Anche I Tenenbaumera una pellicola in apparenza centrata su una sublime e divertentissima catena di dialoghi, ma lì ci trovavamo dalle parti della commedia sofisticata oppure di Woody Allen, il gioco reggeva, l’equilibrio era trovato senza difficoltà tra parola-gag, immagine e una narrazione molto razionale, quasi romanzesca, con tanto di divisione in capitoli. Appunto un equilibrio che forse non era più recuperabile e che Anderson, saggiamente, si è lasciato alle spalle, per addentrarsi in un modo di girare più fluido, ma proprio per questo meno scandito, più erratico. Non a caso il protagonista è un oceanografo regista, espediente metacinematografico che Anderson usa per concentrarsi sulla sua idea di visione senza perdere di vista la narrazione e il suo divertimento di commediante. Già ne I Tenebaum avevamo una figura di regista demiurgo in un Gene Hackman che pur nel rifiuto dei suoi familiari rimaneva nell’ ombra il “deus ex machina” che ne guidava i destini (o meglio la coazione a ripetere). Ma appunto Anderson qui ha deciso di rompere quell’ equilibrio delle componenti del film precedente, l’elemento metacinematografico deve entrare in conflitto con quello narrativo, non riassorbirsi completamente dentro di esso. Anche la scrittura registica muta sensibilmente: numero ben maggiore di movimenti di macchina, una divisione in capitoli che non rimanda più al romanzo, forma compiuta e chiusa in sé, ma al diario di bordo, che si deve perennemente riaggiornare, in potenza senza fine. La casa set dei Tenenbaum che diventa qui una nave, una dimora che non poggia su qualcosa di stabile, ma galleggia in balia di una materia quantomai fluida e instabile (abitata da creature magnifiche, ma anche molto pericolose). Steve Zissou, diversamente dal Tenenbaum padre di Gene Hackman non è un demiurgo riuscito, che dirige le vite dei figli anche da assente e nonostante il disprezzo degli stessi, ma piuttosto è un disperato manipolatore, vicino al declino, ossessionato dalla morte (lo squalo giaguaro cui dà la caccia), incapace di ritrovare quel tocco (artistico) che gli ha consentito di entrare in contatto profondo con la realtà degli oceani.

Forse l’evoluzione poetica di Anderson è tutta nel raffronto tra le due figure di patriarchi presenti nei due film. Padre fallito, ma ancora incombente sui figli e capace di salvare la propria famiglia (e sé stesso) da quella malinconica atmosfera che aleggia ne I Tenenbaum, Gene Hackman.
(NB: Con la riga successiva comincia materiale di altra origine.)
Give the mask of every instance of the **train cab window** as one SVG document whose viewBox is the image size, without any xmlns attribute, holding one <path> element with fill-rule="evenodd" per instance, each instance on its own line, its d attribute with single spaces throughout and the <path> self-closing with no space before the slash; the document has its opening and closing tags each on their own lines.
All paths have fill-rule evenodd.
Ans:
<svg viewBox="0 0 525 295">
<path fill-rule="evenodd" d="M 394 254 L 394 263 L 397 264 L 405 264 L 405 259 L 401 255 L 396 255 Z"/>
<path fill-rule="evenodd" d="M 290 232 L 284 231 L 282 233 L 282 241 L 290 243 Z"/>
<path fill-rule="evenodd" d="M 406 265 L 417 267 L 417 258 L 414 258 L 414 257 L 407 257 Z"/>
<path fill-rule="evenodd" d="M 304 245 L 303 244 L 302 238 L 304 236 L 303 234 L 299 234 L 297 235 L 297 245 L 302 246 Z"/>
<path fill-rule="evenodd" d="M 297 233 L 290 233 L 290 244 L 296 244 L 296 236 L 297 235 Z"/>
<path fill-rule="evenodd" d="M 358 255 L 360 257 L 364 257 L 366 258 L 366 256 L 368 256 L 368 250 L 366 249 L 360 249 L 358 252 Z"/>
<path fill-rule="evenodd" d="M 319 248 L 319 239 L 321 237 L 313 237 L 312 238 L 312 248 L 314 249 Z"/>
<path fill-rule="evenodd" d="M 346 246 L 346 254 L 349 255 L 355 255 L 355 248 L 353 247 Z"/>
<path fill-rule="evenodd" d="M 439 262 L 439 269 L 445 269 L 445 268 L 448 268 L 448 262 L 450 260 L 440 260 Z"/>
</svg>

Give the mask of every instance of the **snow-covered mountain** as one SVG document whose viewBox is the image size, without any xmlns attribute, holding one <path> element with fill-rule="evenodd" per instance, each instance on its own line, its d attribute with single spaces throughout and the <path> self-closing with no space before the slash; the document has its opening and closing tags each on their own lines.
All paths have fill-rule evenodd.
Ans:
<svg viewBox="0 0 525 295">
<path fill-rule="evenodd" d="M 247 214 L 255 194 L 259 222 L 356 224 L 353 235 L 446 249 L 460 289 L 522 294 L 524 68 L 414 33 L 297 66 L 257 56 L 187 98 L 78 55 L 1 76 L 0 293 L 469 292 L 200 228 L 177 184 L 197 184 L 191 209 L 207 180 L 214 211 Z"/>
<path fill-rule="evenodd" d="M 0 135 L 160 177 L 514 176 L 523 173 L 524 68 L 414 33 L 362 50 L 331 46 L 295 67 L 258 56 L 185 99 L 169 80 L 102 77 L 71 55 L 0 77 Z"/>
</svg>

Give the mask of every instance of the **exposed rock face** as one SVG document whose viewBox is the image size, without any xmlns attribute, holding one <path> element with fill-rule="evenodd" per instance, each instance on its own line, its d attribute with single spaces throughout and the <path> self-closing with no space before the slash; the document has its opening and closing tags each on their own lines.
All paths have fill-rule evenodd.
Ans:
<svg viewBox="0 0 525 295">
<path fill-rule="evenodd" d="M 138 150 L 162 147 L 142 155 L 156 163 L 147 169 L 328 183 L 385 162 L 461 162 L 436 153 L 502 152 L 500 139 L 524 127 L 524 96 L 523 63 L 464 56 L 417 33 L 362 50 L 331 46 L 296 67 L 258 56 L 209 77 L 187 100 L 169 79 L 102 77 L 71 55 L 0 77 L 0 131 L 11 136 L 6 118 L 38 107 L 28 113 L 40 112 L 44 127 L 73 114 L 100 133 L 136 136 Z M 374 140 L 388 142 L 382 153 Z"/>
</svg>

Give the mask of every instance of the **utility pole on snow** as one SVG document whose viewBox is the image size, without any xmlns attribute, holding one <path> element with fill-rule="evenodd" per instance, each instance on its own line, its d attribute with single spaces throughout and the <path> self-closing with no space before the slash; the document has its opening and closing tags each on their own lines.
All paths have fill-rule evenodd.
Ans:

Padre fallito, regista in disarmo, completamente in balia degli eventi, per usare una terminologia marinaresca alla deriva nel suo stesso ultimo film Bill Murray. Il primo è colto nel momento del riscatto dalla sua condizione regista carnefice, il secondo in quello del più completo fallimento. Wes Anderson ha il pregio di rispecchiarsi completamente nel suo Achab, e di esplicitare la costruzione metacinematografica che permea la pellicola (e forse il suo cinema), rinunciando alla compattezza delle precedenti pellicole. Certo poi esagera in astuzie, ammicca troppo furbescamente tramite i dialoghi e quasi disarticola il suo film, meno corale del precedente e in cui le molte figure di contorno non sempre si amalgamano al meglio, ma ha il pregio di farlo in una struttura programmaticamente disarticolabile, dando alle sue immagini una notevole densità registica. All’inizio si parlava della continuità stilistica riscontrabile sempre in un regista autore e abbiamo già detto della presenza in tutte le pellicole di Wes Anderson di una figura paterna-registica, tra il “deus ex machina” e il tiranno cialtrone e ineffabile. Ebbene per concludere vorremmo sottolineare come un’altra immagine alla fine ritorni sempre nei film di questo autore: Quella di un’immersione (in una piscina o nell’Oceano poco importa) nell’ acqua, che qui diventa “leitmotiv” figurale dell’intero film. In cosa ci si immerge? Nell’ inconscio? In un universo ignoto e metafisico, come sottolineano le animazioni stop motion di Henry Selick? Il dilemma probabilmente non è risolvibile e la metafora mantiene la sua ambiguità e la sua polisemia. Ma non ci sarebbe da stupirsi se questa immagine diventasse simbolo dell’ossessione registica di Anderson e dei suoi personaggi. E forse la forma un po’ troppo scompaginata, limite evidente di questo affascinante film potrebbe diventare il segno di un’apertura nella scrittura registica del suo autore. Attendiamo con fiducia.